During 2010, the Company entered into forward swap contracts to manage interest rate risk
related to a portion of its then existing variable rate senior secured first lien term loan. The
Company hedged the future interest payments related to $100,000 of the total outstanding term loan
indebtedness for the period from February 15, 2011 to February 15, 2012 pursuant to these forward
swap contracts. These swap contracts were designated as cash flow hedges of the future payments of
interest with three-month LIBOR fixed at an average rate during the hedge period of 2.03%. Due to
the repayment of the variable rate senior secured first lien term loan in April 2011 with proceeds
from the issuance of the 2019 Notes, the interest rate swap contract was discontinued as a cash
flow hedge
23
Table of Contents
for the future payment of interest. For the three and six months ended June 30,
2011, the Company reclassified approximately $1,435 into unrealized loss on derivative instruments
in the unaudited condensed consolidated statements of operations.
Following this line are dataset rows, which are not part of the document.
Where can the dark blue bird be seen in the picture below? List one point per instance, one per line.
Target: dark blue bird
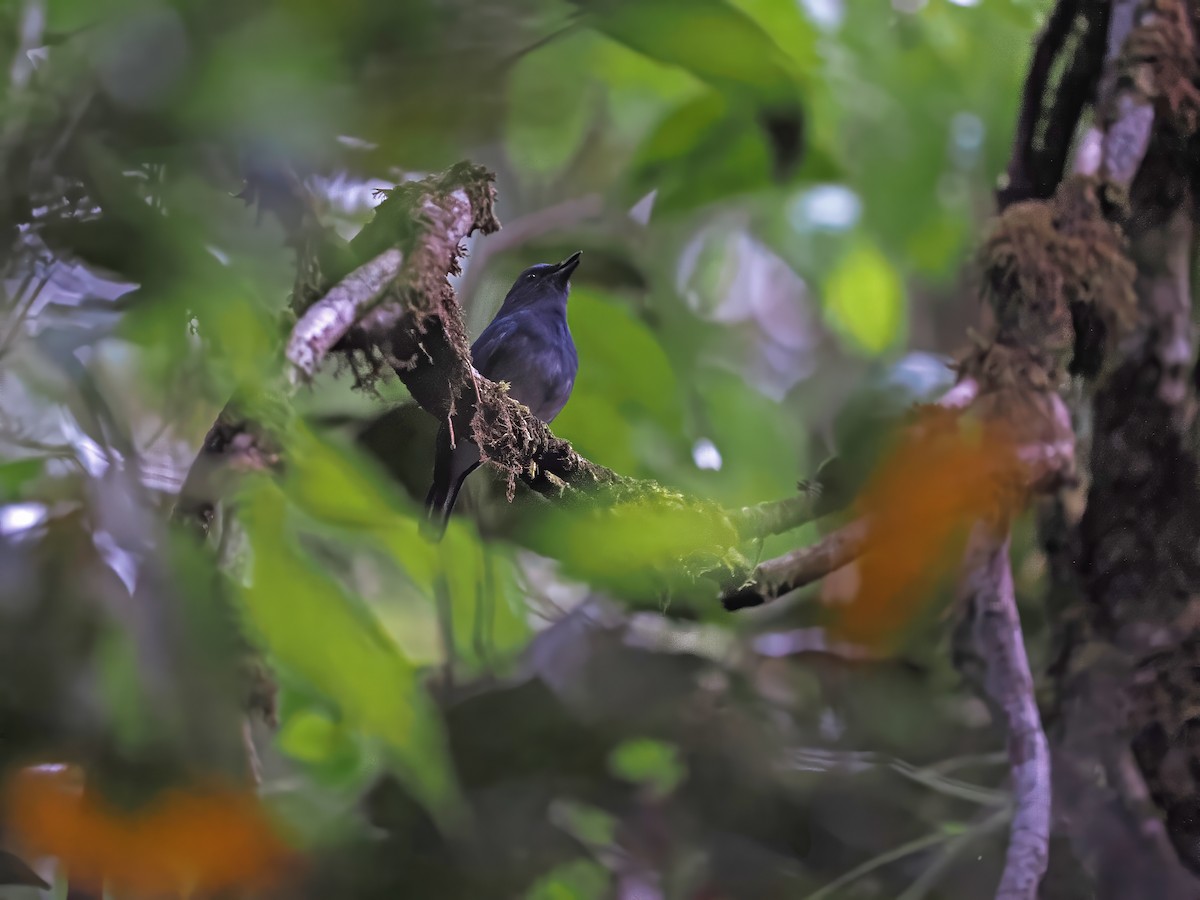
(529, 346)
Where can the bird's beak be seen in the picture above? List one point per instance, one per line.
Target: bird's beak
(564, 269)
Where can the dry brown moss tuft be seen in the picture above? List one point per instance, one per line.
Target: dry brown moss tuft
(1049, 258)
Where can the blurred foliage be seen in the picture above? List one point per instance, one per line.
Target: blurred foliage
(773, 198)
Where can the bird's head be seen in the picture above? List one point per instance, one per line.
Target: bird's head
(541, 282)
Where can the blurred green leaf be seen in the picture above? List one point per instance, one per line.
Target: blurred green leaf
(725, 48)
(16, 475)
(864, 299)
(551, 102)
(653, 763)
(624, 377)
(581, 880)
(713, 40)
(311, 627)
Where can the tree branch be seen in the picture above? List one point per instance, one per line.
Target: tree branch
(1021, 183)
(996, 631)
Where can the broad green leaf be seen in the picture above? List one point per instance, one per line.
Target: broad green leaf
(649, 762)
(16, 475)
(864, 299)
(311, 627)
(581, 880)
(713, 40)
(624, 377)
(723, 47)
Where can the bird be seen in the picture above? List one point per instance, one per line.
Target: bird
(527, 345)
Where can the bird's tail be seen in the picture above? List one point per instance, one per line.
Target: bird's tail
(438, 505)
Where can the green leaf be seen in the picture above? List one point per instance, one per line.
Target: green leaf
(711, 39)
(309, 624)
(581, 880)
(649, 762)
(725, 48)
(15, 475)
(864, 299)
(551, 103)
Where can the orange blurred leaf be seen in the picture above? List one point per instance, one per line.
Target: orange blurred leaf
(942, 477)
(195, 840)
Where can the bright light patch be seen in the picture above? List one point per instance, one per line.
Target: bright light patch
(706, 455)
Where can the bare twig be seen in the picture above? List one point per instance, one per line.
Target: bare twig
(329, 319)
(775, 577)
(996, 629)
(1021, 183)
(1115, 147)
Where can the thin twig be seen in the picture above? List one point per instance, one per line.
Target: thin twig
(1021, 181)
(781, 575)
(996, 630)
(870, 865)
(329, 319)
(951, 852)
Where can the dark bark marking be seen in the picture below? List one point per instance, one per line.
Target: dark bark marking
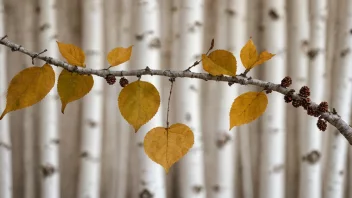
(188, 117)
(139, 37)
(230, 12)
(193, 88)
(216, 188)
(344, 52)
(312, 157)
(55, 141)
(92, 123)
(145, 194)
(197, 189)
(4, 145)
(312, 53)
(47, 170)
(273, 14)
(155, 43)
(222, 139)
(44, 26)
(278, 168)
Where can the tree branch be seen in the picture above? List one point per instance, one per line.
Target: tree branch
(332, 118)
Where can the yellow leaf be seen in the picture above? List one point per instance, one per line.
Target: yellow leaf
(28, 87)
(73, 54)
(249, 54)
(250, 58)
(138, 103)
(119, 55)
(220, 62)
(263, 57)
(247, 107)
(73, 86)
(167, 146)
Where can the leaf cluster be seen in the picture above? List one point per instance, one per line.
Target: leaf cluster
(139, 101)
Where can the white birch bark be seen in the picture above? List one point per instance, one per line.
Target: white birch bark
(341, 91)
(124, 129)
(237, 38)
(311, 138)
(5, 141)
(298, 64)
(89, 178)
(221, 97)
(272, 183)
(49, 137)
(187, 96)
(151, 176)
(29, 130)
(110, 151)
(255, 30)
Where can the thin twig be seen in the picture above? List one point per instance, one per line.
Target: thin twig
(2, 38)
(37, 54)
(198, 61)
(333, 119)
(172, 80)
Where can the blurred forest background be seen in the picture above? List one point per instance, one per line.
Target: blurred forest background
(90, 151)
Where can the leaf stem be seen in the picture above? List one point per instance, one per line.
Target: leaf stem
(172, 80)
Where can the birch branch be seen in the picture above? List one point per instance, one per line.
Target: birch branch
(332, 117)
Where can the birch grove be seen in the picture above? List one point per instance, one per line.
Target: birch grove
(341, 99)
(187, 96)
(5, 141)
(224, 140)
(92, 150)
(151, 177)
(49, 138)
(311, 172)
(272, 183)
(92, 116)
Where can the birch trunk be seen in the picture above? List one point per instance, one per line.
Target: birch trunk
(341, 90)
(49, 136)
(124, 129)
(298, 64)
(272, 184)
(89, 178)
(151, 177)
(187, 95)
(311, 178)
(29, 130)
(255, 30)
(5, 141)
(237, 37)
(110, 151)
(224, 140)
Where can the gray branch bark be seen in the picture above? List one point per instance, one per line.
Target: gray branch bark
(333, 118)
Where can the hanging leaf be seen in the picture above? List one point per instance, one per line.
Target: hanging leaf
(73, 86)
(119, 55)
(73, 54)
(29, 87)
(247, 107)
(249, 55)
(138, 103)
(167, 146)
(220, 62)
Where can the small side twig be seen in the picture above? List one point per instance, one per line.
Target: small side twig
(2, 38)
(198, 61)
(37, 54)
(172, 80)
(244, 74)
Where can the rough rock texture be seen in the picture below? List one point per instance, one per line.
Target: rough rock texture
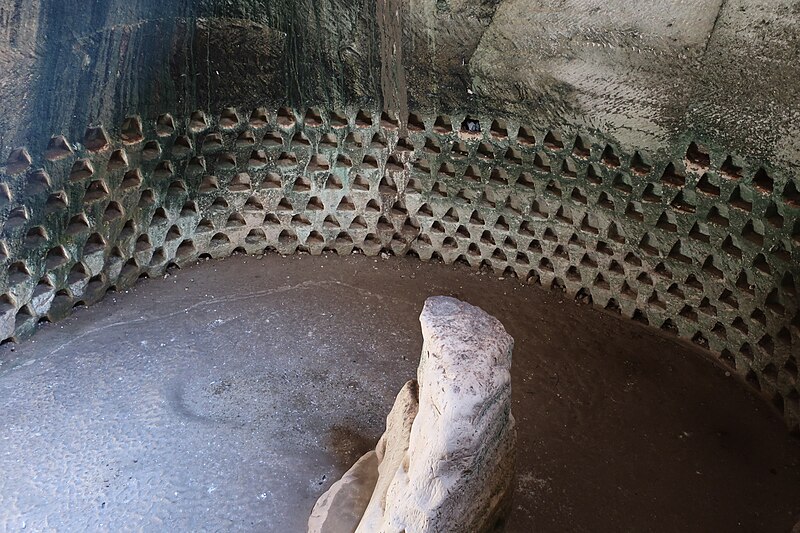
(447, 456)
(392, 451)
(342, 506)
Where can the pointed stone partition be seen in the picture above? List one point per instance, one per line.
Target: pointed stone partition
(446, 460)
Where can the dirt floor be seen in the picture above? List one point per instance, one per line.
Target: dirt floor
(228, 396)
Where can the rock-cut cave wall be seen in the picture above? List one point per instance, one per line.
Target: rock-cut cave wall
(643, 159)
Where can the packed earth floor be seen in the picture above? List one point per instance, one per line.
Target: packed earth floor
(228, 396)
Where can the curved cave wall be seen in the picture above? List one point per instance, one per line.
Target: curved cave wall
(642, 158)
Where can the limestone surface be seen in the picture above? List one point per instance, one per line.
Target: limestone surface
(446, 460)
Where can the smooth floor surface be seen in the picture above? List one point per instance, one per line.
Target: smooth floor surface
(229, 395)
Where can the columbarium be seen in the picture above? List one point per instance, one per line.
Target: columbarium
(221, 220)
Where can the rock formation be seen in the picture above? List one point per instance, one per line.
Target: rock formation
(446, 460)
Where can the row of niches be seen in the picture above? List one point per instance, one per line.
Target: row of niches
(659, 244)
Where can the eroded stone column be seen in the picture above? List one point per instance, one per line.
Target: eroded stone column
(446, 460)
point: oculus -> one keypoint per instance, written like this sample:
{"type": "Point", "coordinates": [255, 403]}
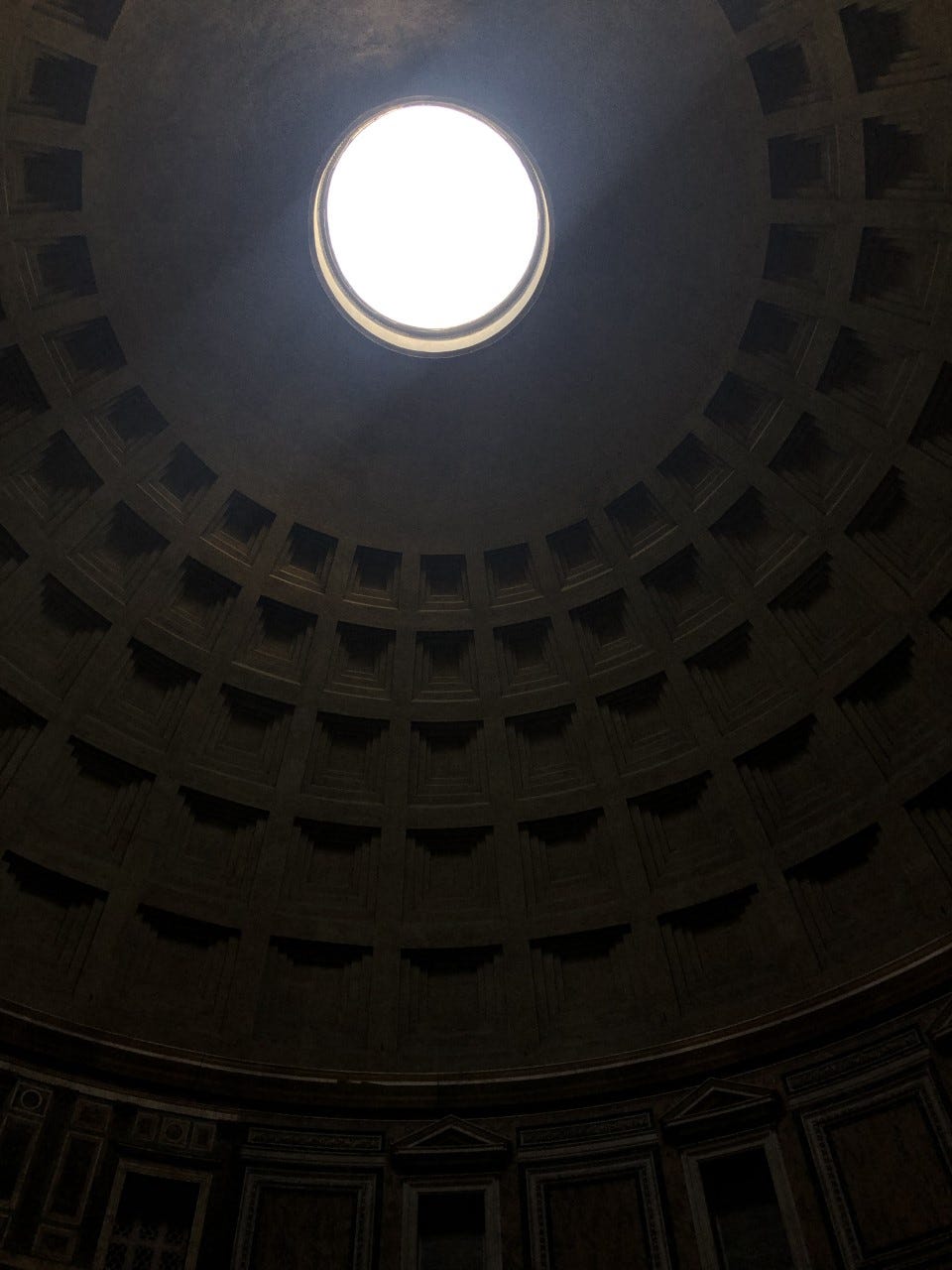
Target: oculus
{"type": "Point", "coordinates": [431, 229]}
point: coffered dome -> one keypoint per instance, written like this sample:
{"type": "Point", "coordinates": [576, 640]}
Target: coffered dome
{"type": "Point", "coordinates": [576, 703]}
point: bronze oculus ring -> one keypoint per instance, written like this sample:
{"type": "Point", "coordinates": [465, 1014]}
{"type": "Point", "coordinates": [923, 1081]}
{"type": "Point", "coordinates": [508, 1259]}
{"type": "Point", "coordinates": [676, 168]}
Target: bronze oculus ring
{"type": "Point", "coordinates": [430, 227]}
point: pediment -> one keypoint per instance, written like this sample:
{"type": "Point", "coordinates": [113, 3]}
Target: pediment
{"type": "Point", "coordinates": [451, 1143]}
{"type": "Point", "coordinates": [720, 1106]}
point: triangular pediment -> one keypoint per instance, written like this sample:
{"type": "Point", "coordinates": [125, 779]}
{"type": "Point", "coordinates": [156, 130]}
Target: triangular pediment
{"type": "Point", "coordinates": [449, 1142]}
{"type": "Point", "coordinates": [720, 1106]}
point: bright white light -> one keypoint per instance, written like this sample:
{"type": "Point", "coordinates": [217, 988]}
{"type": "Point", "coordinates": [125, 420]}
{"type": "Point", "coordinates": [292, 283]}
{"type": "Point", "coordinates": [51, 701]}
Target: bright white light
{"type": "Point", "coordinates": [431, 216]}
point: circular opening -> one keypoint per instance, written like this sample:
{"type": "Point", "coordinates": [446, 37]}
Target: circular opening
{"type": "Point", "coordinates": [430, 227]}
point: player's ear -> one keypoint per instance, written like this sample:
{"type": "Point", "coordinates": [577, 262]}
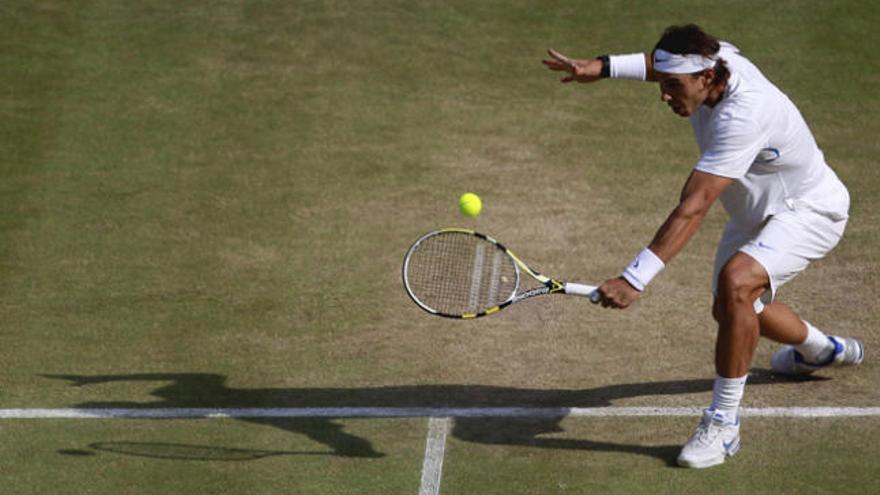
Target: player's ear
{"type": "Point", "coordinates": [707, 76]}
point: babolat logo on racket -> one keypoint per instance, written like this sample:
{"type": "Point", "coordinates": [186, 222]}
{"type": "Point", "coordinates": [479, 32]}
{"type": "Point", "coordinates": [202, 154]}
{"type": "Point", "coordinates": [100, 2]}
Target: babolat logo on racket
{"type": "Point", "coordinates": [459, 273]}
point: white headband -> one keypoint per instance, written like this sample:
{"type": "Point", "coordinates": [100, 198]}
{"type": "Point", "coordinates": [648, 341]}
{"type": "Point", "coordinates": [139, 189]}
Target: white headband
{"type": "Point", "coordinates": [673, 63]}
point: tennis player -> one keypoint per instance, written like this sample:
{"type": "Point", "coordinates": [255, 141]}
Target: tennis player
{"type": "Point", "coordinates": [787, 208]}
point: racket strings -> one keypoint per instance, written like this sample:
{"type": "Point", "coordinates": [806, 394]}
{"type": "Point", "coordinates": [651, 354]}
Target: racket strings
{"type": "Point", "coordinates": [457, 273]}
In 2009, the Company hedged the future interest payments related to $200,000 of its total
outstanding term loan indebtedness for the period from February 15, 2010 to February 15, 2011. This
swap contract was designated as a cash flow hedge of the future payment of interest with
three-month LIBOR fixed at an average rate during the hedge period of 0.94%. The cash flow hedge
settled during the first quarter of 2011.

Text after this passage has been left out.